Josefina Farré dirigió dicha agrupación coral desde el primer
instante, en 1963, hasta 1975. Antes impartía clases de música
en el conservatorio Esteban Salas y dirigía el coro infantil de
dicha institución. Fina, como la llaman sus allegados, nació en
Barcelona, España. Cuando tenía cinco años, su familia se asentó
en Santiago de Cuba. “Allí pasé mi infancia, estudié y me casé,
por eso soy santiaguera”, enfatiza con la sabiduría de sus 93
esplendorosos años.
La
Schola Cantorum retomó la tradición católica en cuanto al
protagonismo de la música gregoriana y a montajes vocales
exigentes. “Yo escogía el repertorio en los archivos de la
Catedral y con frecuencia utilizaba obras de Esteban Salas”,
recuerda Farré.
El
habanero Esteban Salas (1723-1803) es obligada referencia cuando
de música cubana se trate (ver La Voz Católica, julio de
2005, p. 17), y es el más lejano antecedente de la agrupación
coral que nos ocupa. Salas llegó a Santiago de Cuba en 1764 como
maestro interino para dirigir la capilla de música, fundada el
16 de febrero de 1682, y que en aquel entonces contaba con
catorce músicos, contribuyendo así al desarrollo cultural de la
región oriental. La capilla cesó en 1899.

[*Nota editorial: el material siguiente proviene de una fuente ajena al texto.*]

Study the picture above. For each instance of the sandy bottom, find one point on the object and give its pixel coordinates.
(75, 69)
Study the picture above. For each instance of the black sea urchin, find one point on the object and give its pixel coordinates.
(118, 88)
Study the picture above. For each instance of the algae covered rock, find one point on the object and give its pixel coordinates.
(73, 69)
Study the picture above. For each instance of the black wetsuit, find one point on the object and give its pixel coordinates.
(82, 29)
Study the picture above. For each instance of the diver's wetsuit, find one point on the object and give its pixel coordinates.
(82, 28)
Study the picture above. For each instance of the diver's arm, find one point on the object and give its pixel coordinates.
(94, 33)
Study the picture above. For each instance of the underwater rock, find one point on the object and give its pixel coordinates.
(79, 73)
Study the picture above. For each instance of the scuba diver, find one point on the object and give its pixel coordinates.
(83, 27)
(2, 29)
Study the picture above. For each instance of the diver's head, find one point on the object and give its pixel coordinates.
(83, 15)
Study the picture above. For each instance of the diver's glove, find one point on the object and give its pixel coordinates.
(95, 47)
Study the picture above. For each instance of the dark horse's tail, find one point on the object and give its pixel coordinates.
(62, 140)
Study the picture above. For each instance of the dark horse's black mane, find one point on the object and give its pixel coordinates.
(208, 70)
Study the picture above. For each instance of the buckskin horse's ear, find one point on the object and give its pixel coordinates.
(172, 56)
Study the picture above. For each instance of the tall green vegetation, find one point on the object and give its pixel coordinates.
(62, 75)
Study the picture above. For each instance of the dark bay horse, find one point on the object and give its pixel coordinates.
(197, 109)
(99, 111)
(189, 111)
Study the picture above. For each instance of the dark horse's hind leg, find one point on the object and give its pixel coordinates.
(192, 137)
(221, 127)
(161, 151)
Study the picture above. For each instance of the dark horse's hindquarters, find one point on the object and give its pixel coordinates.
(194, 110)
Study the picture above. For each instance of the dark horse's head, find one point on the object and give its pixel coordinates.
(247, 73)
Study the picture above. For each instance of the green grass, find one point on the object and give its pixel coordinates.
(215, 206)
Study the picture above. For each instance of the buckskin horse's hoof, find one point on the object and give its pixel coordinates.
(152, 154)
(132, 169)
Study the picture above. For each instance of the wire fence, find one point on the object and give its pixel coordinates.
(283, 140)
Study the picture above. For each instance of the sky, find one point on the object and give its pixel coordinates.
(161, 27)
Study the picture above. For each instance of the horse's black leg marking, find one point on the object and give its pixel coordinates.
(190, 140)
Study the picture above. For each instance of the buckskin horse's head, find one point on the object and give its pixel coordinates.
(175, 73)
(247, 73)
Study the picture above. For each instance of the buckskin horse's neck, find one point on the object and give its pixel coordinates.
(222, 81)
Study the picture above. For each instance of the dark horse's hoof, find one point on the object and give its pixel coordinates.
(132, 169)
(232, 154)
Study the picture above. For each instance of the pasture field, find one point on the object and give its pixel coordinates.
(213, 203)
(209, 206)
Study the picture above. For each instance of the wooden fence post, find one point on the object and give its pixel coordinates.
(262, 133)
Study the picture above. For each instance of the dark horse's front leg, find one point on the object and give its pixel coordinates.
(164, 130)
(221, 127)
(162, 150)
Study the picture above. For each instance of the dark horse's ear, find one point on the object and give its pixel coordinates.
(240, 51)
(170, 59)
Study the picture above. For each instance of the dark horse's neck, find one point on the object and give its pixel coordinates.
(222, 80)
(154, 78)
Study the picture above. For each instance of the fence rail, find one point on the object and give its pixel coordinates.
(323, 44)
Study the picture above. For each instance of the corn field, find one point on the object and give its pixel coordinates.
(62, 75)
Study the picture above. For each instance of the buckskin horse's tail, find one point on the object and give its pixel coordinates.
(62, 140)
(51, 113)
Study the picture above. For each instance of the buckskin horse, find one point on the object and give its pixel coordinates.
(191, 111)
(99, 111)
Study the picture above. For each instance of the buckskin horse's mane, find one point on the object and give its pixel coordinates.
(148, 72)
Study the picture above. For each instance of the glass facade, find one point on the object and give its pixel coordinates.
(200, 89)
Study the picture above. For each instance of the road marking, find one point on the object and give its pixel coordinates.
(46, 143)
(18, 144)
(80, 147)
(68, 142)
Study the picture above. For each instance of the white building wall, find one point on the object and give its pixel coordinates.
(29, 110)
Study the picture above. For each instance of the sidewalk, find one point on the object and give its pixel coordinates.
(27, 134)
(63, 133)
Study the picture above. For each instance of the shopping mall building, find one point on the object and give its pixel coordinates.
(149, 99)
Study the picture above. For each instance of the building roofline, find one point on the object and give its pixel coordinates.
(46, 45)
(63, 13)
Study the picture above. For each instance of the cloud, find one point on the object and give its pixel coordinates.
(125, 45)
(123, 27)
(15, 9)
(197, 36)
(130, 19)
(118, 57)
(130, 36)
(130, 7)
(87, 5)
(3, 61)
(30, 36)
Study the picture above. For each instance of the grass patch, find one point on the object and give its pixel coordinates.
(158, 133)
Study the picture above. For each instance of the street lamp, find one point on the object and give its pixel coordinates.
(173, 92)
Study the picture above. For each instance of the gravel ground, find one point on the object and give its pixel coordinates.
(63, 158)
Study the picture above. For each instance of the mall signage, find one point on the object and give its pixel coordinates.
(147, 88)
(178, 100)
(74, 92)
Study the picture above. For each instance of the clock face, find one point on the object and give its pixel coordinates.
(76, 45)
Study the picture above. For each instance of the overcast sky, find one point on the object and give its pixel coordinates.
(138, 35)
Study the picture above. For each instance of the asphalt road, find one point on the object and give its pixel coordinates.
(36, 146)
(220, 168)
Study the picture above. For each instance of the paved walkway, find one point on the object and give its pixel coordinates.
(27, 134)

Catorce, también, fueron los integrantes de aquella Schola
Cantorum que lograron abrazarse de nuevo aquí en Miami, con
el mismo entusiasmo y la misma espiritualidad de siempre, aunque
en el exilio. Pero la presencia de Fina Farré y de Deisy Díaz
Páez, actual directora de la coral santiaguera en Cuba, hizo que
prodominara el optimismo.
Las
actividades culminaron con la celebración de la Eucaristía en la
iglesia San Brendan, el 31 de julio. Los sacerdotes Pedro García
y Santiago Matheu concelebraron el acontecimiento. El P. García
evangelizó en la Catedral de Santiago de Cuba a partir del 1979
hasta 1984. El P. Matheu estudió en el seminario San Basilio
Magno, situado junto al Santuario Nacional de La Virgen de La
Caridad del Cobre, a escasas millas de Santiago. Los
seminaristas se relacionaban con la catedral frecuentemente. La
Schola Cantorum volvió a cantar después de veintecinco
años en silencio, dirigida por Marlene Díaz Páez, hermana de
Deisy.
Andrés Palomo es uno de los fundadores. “Me intregé a la
Catedral de Santiago de Cuba en 1958, siendo un niño y,
prácticamente, vivía en ella como la mayoría de mis hermanos en
Cristo en cualquier parroquia cubana. Para nosotros, la catedral
era la esencia de nuestras vidas”. Recuerda los más de veinte
años que laboró en la comunidad como acólito, liturgista,
lector, catequista y cantor.
Yolanda del Castillo, conocida compositora cuyo Son para
Cachita (apelativo popular de la virgen de la Caridad)
descubre su origen santiaguero, asegura que “nosotros cantábamos
al lado de coros profesionales y se nos respetaba, porque éramos
polifónicos; teníamos las cuatro voces. ¿Mi máxima aspiración?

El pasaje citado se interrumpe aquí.